Prior studies have identified numerous hospital-associated pathogens (HAPs) as well as routes of transmission between patients, staff, equipment, surfaces, and recycled air. HAPs that are of particular relevance to this study are coagulase-negative staphylococci, Staphylococcus aureus, Enterococcus species, Candida species, Escherichia coli, Pseudomonas aeruginosa, Klebsiella pneumoniae, Enterobacter species, Acinetobacter baumannii, and Klebsiella oxytoca, which have been previously found to collectively account for 84% of HAIs over a 21 month period in 463 hospitals [33]. These bacteria are commonly found on physician’s and nursing staff’s clothing [34–41], cell phones [42–47], stethoscopes [48], computer keyboards [49], telemetry leads [50], electronic thermometers [51], blood-pressure cuffs [52], and gels for ultrasound probes [53]. Even the air in patient rooms present levels of HAPs that are much higher than in other indoor environments [54–58]. The persistence of HAPs across multiple reservoirs implies that, despite the sensitivity of these microorganisms to inexpensive disinfectants, environmental sterilization practices are an incomplete approach to protecting patients. Understanding these HAPs in the context of the microbial communities they inhabit, which may affect their ability to infect, is a critical gap in knowledge.

What will be the output from the research project?

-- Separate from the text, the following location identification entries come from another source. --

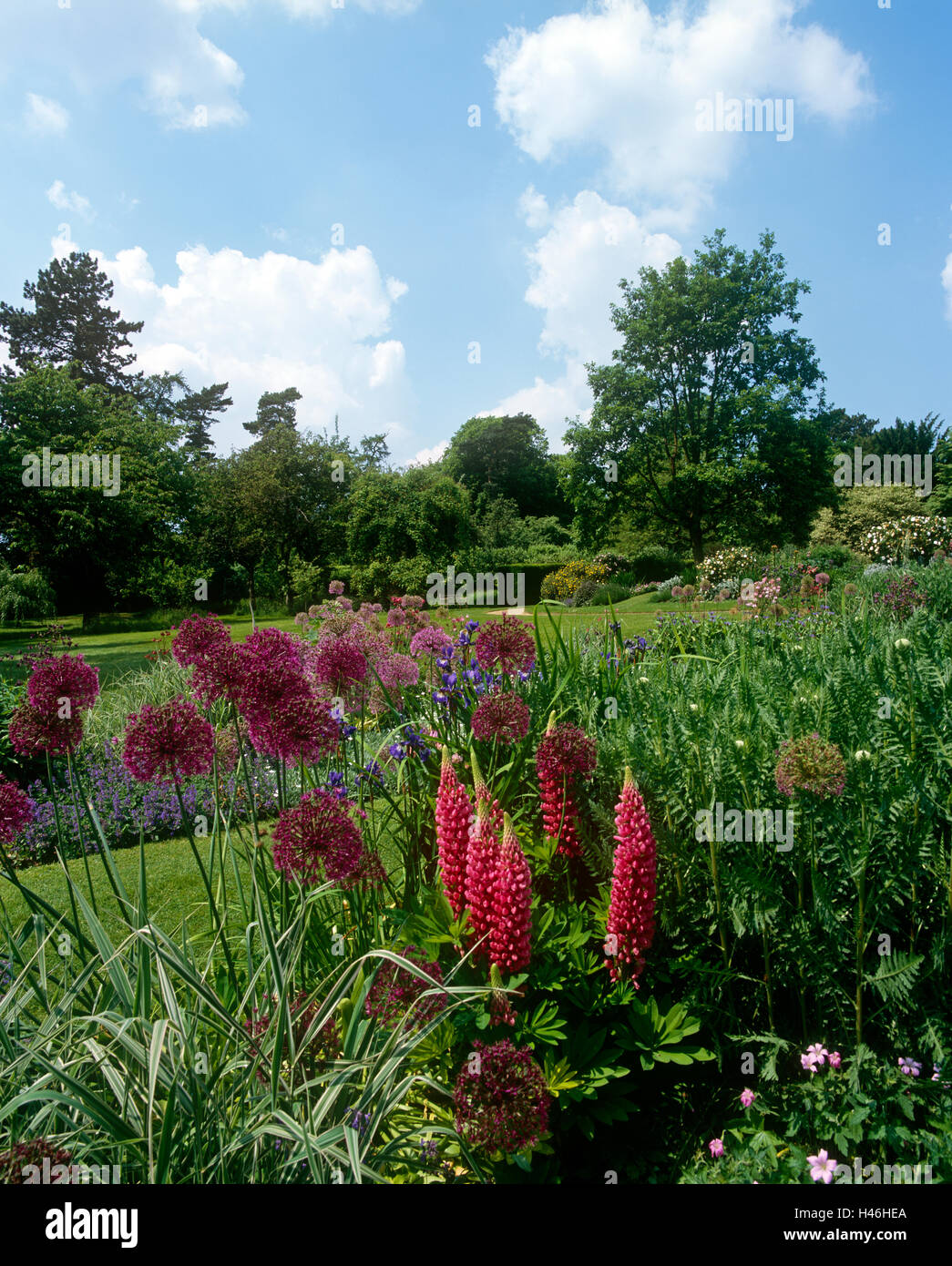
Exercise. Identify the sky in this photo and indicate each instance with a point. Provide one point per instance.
(416, 211)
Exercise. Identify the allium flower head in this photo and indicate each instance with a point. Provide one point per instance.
(296, 730)
(510, 919)
(455, 817)
(33, 730)
(501, 1099)
(198, 638)
(395, 990)
(169, 743)
(429, 641)
(318, 837)
(630, 919)
(501, 717)
(62, 676)
(340, 664)
(507, 645)
(812, 765)
(15, 811)
(564, 753)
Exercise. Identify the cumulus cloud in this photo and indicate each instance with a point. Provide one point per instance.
(429, 454)
(623, 81)
(45, 117)
(68, 201)
(266, 323)
(180, 75)
(574, 273)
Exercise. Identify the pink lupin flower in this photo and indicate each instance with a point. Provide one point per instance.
(512, 905)
(630, 919)
(481, 861)
(485, 795)
(454, 821)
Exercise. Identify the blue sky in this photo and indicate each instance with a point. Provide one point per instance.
(205, 149)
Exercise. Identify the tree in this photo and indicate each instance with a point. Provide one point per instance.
(506, 457)
(95, 547)
(71, 324)
(702, 424)
(275, 500)
(275, 409)
(198, 412)
(374, 454)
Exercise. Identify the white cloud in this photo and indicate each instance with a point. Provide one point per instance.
(429, 454)
(533, 208)
(72, 201)
(619, 80)
(45, 116)
(158, 46)
(575, 269)
(267, 323)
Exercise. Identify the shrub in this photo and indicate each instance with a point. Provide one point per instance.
(565, 583)
(915, 537)
(655, 564)
(725, 562)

The results of this project will be of interest to the microbial ecology, health sciences, and building design communities. As such, we will publish in PLoS Pathogens, Nature Medicine, Science, and Indoor Air. Additionally, our findings will be made accessible to the general public through a website (www.hospitalmicrobiome.com) and social media networks (Twitter and Facebook). In addition, members of the team, including the PIs and postdoctoral researchers will give talks at national and international meetings, which will reflect the multi-disciplinary nature of the proposed research. We will develop a model that leverages building conditions to predict microbial succession and the potential for HAIs. Data will be deposited in MobeDAC and will be associated with the Earth Microbiome Project (www.earthmicrobiome.org). In addition, through the Hospital Microbiome Consortium, we will work towards the development of a new, multi-disciplinary community focused on determining the way in which people microbially interact with their built environment in hospitals. Specifically, we hope this consortium will act to re-focus disease control in hospitals, and lead to new knowledge regarding the potential ways to mitigate disease outbreaks, and utilize friendly bacteria to help in this activity. We will generate at least two workshop reports, which will be published in Standards in Genomic Science, for the two annual meetings of the consortium, and work towards the development of several key whitepapers outlining vision, and potential experimental and observational research to aid in characterizing these ecosystems.